Os resultados publicados na Scientific Reports sugerem a reinterpretação de pesquisas anteriores que não consideram a possibilidade de que células em diferenciação ainda sejam plásticas. “Nossos resultados indicam que esta possibilidade deve ser considerada. É possível que a simples reinterpretação de alguns resultados já publicados na literatura possa indicar novas estratégias para a reprogramação celular”, explica.

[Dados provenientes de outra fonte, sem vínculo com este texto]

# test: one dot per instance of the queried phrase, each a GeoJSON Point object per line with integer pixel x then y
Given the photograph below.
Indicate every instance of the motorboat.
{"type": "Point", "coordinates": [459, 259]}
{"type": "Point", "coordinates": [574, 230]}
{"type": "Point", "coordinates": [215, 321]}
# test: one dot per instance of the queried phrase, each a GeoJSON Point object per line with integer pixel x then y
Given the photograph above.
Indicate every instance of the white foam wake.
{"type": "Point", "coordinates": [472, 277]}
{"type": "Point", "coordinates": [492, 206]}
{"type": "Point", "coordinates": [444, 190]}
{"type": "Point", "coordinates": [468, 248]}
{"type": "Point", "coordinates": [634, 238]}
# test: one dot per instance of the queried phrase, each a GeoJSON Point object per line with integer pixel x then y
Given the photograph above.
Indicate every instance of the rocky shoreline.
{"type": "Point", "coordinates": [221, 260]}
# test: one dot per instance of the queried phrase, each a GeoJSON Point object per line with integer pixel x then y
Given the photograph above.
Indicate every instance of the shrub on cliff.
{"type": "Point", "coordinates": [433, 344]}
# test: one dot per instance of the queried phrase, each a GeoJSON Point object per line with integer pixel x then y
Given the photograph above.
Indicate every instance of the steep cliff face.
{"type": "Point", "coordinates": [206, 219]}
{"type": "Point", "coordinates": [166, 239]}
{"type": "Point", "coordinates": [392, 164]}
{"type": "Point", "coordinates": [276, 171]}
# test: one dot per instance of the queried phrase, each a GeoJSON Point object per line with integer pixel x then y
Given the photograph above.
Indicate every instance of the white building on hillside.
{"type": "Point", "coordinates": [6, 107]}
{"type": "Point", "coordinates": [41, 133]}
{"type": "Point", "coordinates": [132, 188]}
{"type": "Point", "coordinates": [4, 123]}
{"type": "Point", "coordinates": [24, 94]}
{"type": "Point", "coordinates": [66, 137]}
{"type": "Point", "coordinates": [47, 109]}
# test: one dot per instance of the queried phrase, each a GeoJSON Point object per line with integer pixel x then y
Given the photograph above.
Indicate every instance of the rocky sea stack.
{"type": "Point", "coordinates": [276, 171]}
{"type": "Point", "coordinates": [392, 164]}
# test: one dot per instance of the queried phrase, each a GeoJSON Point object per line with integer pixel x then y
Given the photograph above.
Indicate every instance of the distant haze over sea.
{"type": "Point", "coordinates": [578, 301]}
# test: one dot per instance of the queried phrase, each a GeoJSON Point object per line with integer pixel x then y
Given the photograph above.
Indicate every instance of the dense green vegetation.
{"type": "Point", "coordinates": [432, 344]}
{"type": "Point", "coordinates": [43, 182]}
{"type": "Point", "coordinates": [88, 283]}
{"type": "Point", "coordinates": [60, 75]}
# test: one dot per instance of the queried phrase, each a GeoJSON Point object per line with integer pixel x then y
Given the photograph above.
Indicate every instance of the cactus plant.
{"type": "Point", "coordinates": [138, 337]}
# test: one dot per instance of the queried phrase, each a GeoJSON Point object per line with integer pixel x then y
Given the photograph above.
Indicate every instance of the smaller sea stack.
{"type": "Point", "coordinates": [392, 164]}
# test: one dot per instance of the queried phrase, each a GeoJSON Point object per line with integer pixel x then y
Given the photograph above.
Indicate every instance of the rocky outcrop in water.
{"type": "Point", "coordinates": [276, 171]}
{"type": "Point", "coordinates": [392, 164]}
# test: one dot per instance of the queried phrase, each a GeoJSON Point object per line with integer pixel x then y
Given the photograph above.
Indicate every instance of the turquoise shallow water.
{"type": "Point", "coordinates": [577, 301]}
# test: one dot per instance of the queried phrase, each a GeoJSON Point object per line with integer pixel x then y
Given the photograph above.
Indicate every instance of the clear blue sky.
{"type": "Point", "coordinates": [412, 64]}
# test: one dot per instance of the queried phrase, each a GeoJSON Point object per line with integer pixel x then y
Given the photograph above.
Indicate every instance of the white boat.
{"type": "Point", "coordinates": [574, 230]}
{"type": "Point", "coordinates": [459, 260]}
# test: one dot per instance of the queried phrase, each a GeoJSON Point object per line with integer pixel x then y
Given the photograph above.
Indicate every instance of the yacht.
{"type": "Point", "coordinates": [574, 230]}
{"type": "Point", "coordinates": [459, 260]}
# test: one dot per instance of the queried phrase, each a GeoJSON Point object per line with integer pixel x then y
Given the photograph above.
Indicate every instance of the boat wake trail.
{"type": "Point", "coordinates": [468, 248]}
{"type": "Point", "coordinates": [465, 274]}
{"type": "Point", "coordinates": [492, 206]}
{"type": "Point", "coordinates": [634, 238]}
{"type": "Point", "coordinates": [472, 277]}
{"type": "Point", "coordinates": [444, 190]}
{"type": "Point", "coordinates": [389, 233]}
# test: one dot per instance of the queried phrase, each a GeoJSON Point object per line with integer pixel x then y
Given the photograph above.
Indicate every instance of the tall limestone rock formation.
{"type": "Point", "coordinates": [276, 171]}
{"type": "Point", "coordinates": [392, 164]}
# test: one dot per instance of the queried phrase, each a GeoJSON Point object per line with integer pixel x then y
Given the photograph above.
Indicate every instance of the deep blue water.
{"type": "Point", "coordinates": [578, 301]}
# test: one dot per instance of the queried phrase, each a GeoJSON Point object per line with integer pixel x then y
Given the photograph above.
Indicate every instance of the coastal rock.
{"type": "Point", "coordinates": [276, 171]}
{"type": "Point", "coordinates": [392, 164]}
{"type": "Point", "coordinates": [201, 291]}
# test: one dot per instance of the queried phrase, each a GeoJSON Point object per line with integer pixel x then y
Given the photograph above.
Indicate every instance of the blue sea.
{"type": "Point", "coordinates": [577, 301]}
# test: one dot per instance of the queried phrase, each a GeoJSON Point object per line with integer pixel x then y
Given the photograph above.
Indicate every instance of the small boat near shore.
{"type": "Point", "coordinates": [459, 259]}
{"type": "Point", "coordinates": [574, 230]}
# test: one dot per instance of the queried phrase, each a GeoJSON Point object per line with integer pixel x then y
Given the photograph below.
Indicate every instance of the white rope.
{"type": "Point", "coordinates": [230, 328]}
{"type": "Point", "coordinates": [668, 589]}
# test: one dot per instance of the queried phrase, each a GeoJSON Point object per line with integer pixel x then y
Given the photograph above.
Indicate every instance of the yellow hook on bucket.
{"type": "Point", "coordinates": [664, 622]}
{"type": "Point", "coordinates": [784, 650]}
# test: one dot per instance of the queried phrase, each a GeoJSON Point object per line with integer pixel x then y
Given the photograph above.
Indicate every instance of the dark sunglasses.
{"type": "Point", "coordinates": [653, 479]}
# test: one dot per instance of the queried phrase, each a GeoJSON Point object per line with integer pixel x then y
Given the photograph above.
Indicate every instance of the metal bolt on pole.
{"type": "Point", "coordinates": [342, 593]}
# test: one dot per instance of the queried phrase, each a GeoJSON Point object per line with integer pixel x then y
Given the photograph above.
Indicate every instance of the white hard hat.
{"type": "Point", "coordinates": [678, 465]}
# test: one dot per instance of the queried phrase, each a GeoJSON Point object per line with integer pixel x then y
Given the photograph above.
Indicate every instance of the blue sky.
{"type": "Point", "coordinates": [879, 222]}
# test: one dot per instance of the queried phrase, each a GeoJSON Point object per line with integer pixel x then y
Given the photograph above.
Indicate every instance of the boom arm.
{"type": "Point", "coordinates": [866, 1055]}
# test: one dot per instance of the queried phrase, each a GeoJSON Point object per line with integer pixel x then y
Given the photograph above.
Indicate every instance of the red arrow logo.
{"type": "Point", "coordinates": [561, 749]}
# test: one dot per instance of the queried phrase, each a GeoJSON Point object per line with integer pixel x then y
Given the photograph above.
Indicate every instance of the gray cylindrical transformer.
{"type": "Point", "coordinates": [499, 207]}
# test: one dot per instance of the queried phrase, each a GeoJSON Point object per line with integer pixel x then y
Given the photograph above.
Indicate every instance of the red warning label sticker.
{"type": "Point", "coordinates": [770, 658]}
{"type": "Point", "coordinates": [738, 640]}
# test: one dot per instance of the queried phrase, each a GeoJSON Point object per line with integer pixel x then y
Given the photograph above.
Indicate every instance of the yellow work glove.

Pensando em longo prazo, a pesquisa pode contribuir para o desenvolvimento de novas estratégias que objetivam a conversão de células gliais em neurônios no cérebro de indivíduos adultos. “Ao contrário de neurônios, as células gliais são constantemente geradas de maneira difusa no sistema nervoso central de mamíferos adultos. Portanto, é possível que estas células sejam convertidas em neurônios através do uso de lipídeos bioativos ou a combinação destas moléculas e outras intervenções”, diz Marcos.

 

A publicação

De acordo com o neurocientista, o artigo publicado na revista Scientific Reports, do grupo Nature, é fruto de uma parceria internacional de grande importância para pesquisa brasileira. Seu reconhecimento demonstra a necessidade de continuação das políticas de valorização da ciência e fomento às parcerias internacionais colocadas em prática nos governos Lula e Dilma.

“Infelizmente, a maior parte destas políticas vem sendo sistematicamente destruída pelo governo atual, com reduções drásticas dos recursos para a ciência. Por este motivo, esta publicação nos traz muitas alegrias, mas não dissipa a nossa inquietação diária com os rumos da pesquisa no ICe e no Brasil”, conclui Marcos Costa.